At the finale, Murdoch, who has evolved the Strangers’ power to alter physical reality, changes Dark City to a City of Light and goes out looking for the woman (Connelly) who had the memory of being his ex-wife but now has been given a new identity. The implication is that, no matter what their memories, something intrinsic to these two as human beings will always make them fall in love—a reassuring and very moving thought after nearly 100 minutes of gloom and doom. DARK CITY may not provide profound answers, but it deals seriously with a profound idea, and does it in a way that is cathartic and even uplifting, without being contrived or condescending. As a technical achievement, it is superb, and that technique is put in the service of telling a stylized story that would be difficult to realize any other way.
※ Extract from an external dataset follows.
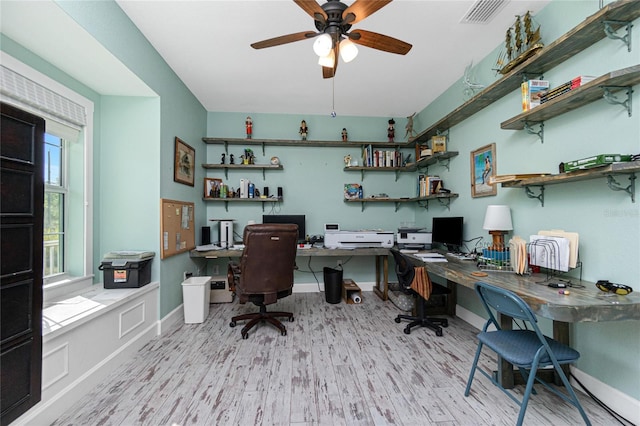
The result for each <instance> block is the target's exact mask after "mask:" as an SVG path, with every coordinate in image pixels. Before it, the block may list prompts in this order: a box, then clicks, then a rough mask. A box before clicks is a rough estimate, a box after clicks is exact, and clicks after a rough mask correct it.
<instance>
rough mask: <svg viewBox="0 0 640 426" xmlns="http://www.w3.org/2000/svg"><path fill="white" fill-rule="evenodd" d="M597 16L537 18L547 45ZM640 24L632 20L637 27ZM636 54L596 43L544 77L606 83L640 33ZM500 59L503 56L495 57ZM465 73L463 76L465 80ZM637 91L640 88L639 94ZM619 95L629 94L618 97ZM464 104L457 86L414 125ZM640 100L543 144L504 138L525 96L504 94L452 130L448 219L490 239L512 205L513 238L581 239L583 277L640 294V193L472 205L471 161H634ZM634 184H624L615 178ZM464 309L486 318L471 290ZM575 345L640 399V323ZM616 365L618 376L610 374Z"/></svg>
mask: <svg viewBox="0 0 640 426" xmlns="http://www.w3.org/2000/svg"><path fill="white" fill-rule="evenodd" d="M597 10H598V2H597V1H571V2H564V1H554V2H552V3H551V4H550V5H549V6H547V7H546V8H545V9H543V10H542V11H541V12H540V13H539V14H538V15H537V16H536V20H537V21H538V22H539V23H540V24H541V25H542V35H543V41H545V42H546V43H547V44H548V43H549V42H551V41H553V40H555V39H557V38H558V37H559V36H561V35H563V34H564V33H566V32H567V31H568V30H570V29H571V28H573V27H574V26H575V25H577V24H579V23H580V22H582V21H583V20H584V19H585V18H586V17H587V16H589V15H591V14H593V13H595V12H596V11H597ZM639 23H640V22H639V21H638V20H636V21H635V22H634V28H638V25H639ZM632 46H633V50H632V52H630V53H629V52H627V48H626V46H625V45H623V44H622V43H621V42H620V41H617V40H610V39H607V38H605V39H604V40H602V41H600V42H598V43H596V44H595V45H593V46H592V47H590V48H588V49H586V50H585V51H583V52H581V53H580V54H578V55H575V56H574V57H572V58H570V59H568V60H567V61H566V62H565V63H563V64H561V65H559V66H557V67H556V68H554V69H552V70H550V71H548V72H547V73H545V75H544V79H546V80H549V81H550V84H551V86H552V87H554V86H557V85H559V84H561V83H563V82H565V81H568V80H570V79H571V78H573V77H574V76H576V75H580V74H586V75H595V76H600V75H603V74H606V73H608V72H610V71H613V70H617V69H621V68H625V67H629V66H632V65H637V64H639V63H640V49H639V48H638V47H639V46H640V33H638V32H637V31H635V32H634V33H633V37H632ZM496 52H497V50H496ZM496 56H497V53H494V54H491V55H489V56H487V58H486V59H485V60H484V61H483V62H482V63H479V64H478V65H477V66H476V67H475V74H476V76H477V78H478V82H479V83H482V84H490V83H491V82H493V81H494V79H495V76H494V75H493V73H492V72H490V69H491V68H492V65H493V61H494V59H495V58H496ZM460 74H462V70H461V72H460ZM637 92H638V86H635V93H634V95H635V94H637ZM619 96H621V97H622V95H619ZM462 102H463V98H462V83H461V82H458V83H457V84H455V85H453V86H452V87H450V88H449V89H447V91H446V92H445V93H444V94H443V95H442V96H441V97H440V98H438V99H437V100H436V101H435V102H433V103H432V104H430V105H428V106H427V108H425V109H424V110H423V111H421V112H420V113H419V114H418V116H417V117H416V119H415V123H416V127H417V128H418V129H419V130H420V129H424V128H426V127H428V126H429V125H431V124H432V123H434V122H436V121H437V120H439V119H440V118H442V116H444V115H445V114H446V113H448V112H449V111H451V110H452V108H455V107H457V106H458V105H460V104H461V103H462ZM639 107H640V99H639V98H638V96H635V97H634V99H633V102H632V109H633V111H634V114H633V116H632V117H631V118H630V117H628V115H627V111H626V110H625V109H623V108H622V107H620V106H614V105H609V104H608V103H607V102H606V101H604V100H599V101H596V102H594V103H592V104H589V105H587V106H585V107H582V108H579V109H577V110H574V111H571V112H569V113H566V114H564V115H561V116H559V117H556V118H553V119H550V120H548V121H546V122H545V127H544V143H541V142H540V141H539V140H538V139H537V137H536V136H533V135H529V134H527V133H526V132H524V131H512V130H501V129H500V123H501V122H503V121H505V120H507V119H509V118H511V117H513V116H515V115H517V114H518V111H519V108H520V93H519V91H518V90H516V91H514V92H513V93H511V94H509V95H508V96H505V97H504V98H503V99H501V100H499V101H498V102H496V103H494V104H492V105H491V106H489V107H488V108H485V109H484V110H482V111H480V112H479V113H477V114H475V115H474V116H473V117H471V118H469V119H468V120H466V121H464V122H463V123H461V124H459V125H457V126H455V127H453V128H452V129H450V141H449V147H448V148H449V149H450V150H457V151H459V152H460V156H459V157H457V158H455V159H454V160H452V162H451V172H450V173H447V174H444V179H445V182H447V187H451V188H453V189H455V190H456V191H459V192H460V198H458V199H457V200H456V201H454V202H453V203H452V204H451V212H450V213H451V215H462V216H464V217H465V238H466V239H471V238H474V237H479V236H482V237H484V239H485V241H487V240H488V238H489V236H488V235H487V233H486V231H484V230H482V221H483V219H484V211H485V207H486V205H488V204H507V205H509V206H510V207H511V211H512V216H513V224H514V231H513V233H512V234H510V236H512V235H520V236H521V237H523V238H525V239H528V237H529V235H531V234H534V233H537V232H538V230H541V229H564V230H567V231H573V232H578V233H579V234H580V253H579V256H580V260H581V261H582V262H583V269H582V273H583V277H584V279H586V280H589V281H596V280H598V279H609V280H611V281H613V282H619V283H625V284H628V285H631V286H632V287H634V288H636V289H638V288H640V281H639V280H638V277H639V276H640V273H639V272H640V270H639V269H640V207H639V205H638V200H640V197H639V188H638V186H637V185H636V190H635V197H636V202H635V203H632V202H631V199H630V197H629V195H627V194H625V193H623V192H616V191H611V190H610V189H609V188H608V187H607V183H606V179H605V178H602V179H595V180H590V181H584V182H575V183H568V184H561V185H551V186H547V187H546V188H545V189H546V190H545V203H544V207H541V205H540V203H539V202H538V201H537V200H534V199H529V198H527V197H526V195H525V192H524V190H522V189H508V188H498V195H497V196H495V197H484V198H471V195H470V190H469V185H470V172H469V153H470V152H471V151H473V150H475V149H477V148H479V147H481V146H483V145H486V144H489V143H496V152H497V173H498V174H509V173H539V172H547V173H557V169H558V164H559V163H560V162H563V161H567V160H573V159H579V158H584V157H587V156H591V155H594V154H602V153H624V154H632V153H635V154H637V153H638V152H640V121H638V113H637V111H638V108H639ZM618 181H619V183H620V184H621V185H622V186H627V185H628V184H629V180H628V178H627V177H626V176H621V177H619V178H618ZM425 213H426V212H419V211H416V220H417V221H419V222H422V223H425V224H426V223H428V221H429V216H430V214H428V213H427V214H425ZM458 301H459V303H460V304H461V305H462V306H465V307H467V308H469V309H471V310H473V311H475V312H476V313H480V311H479V310H478V309H477V304H476V303H475V295H474V294H473V292H471V291H462V292H460V293H458ZM571 328H572V330H571V331H572V336H573V340H574V341H573V342H572V343H573V344H574V345H575V347H576V348H577V349H578V350H579V351H580V352H581V354H582V357H581V359H580V360H579V361H578V364H577V366H578V368H580V369H581V370H582V371H585V372H586V373H587V374H589V375H591V376H593V377H595V378H597V379H599V380H601V381H603V382H605V383H607V384H609V385H611V386H613V387H615V388H617V389H619V390H621V391H622V392H624V393H626V394H628V395H630V396H632V397H633V398H636V399H639V398H640V388H638V385H637V384H638V377H640V365H639V364H638V362H637V354H638V353H639V352H640V335H639V334H638V321H616V322H594V323H579V324H572V326H571ZM612 366H615V368H612Z"/></svg>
For whatever reason, it may not have found the audience it deserved at the time of its release, but it is nonetheless one of the great achievements of fantastic cinema.
DARK CITY. New Line, 1/98. Director: Alex Proyas. Writers: Proyas, Lem Dobbs, David S. Goyer. Producers: Alex Proyas, Andrew Mason, Barbara Gibbs; executive producers, Michael De Luca, Brian Witten. Original music composed by Trevor Jones. Cinematography: Dariusz Wolski. Editing: Dov Hoenig. Production design: George Liddle, Patrick Tatopoulos; arti direction, Richard Hobbs, Michelle McGahey. Costume design: Liz Keogh. Rated R. 105 mins. With: Rufus Sewell, Kiefer Sutherland, Jennifer Connelly, Richard O’Brien, William Hurt, Ian Richardson, Colin Friels, Bruce Spence.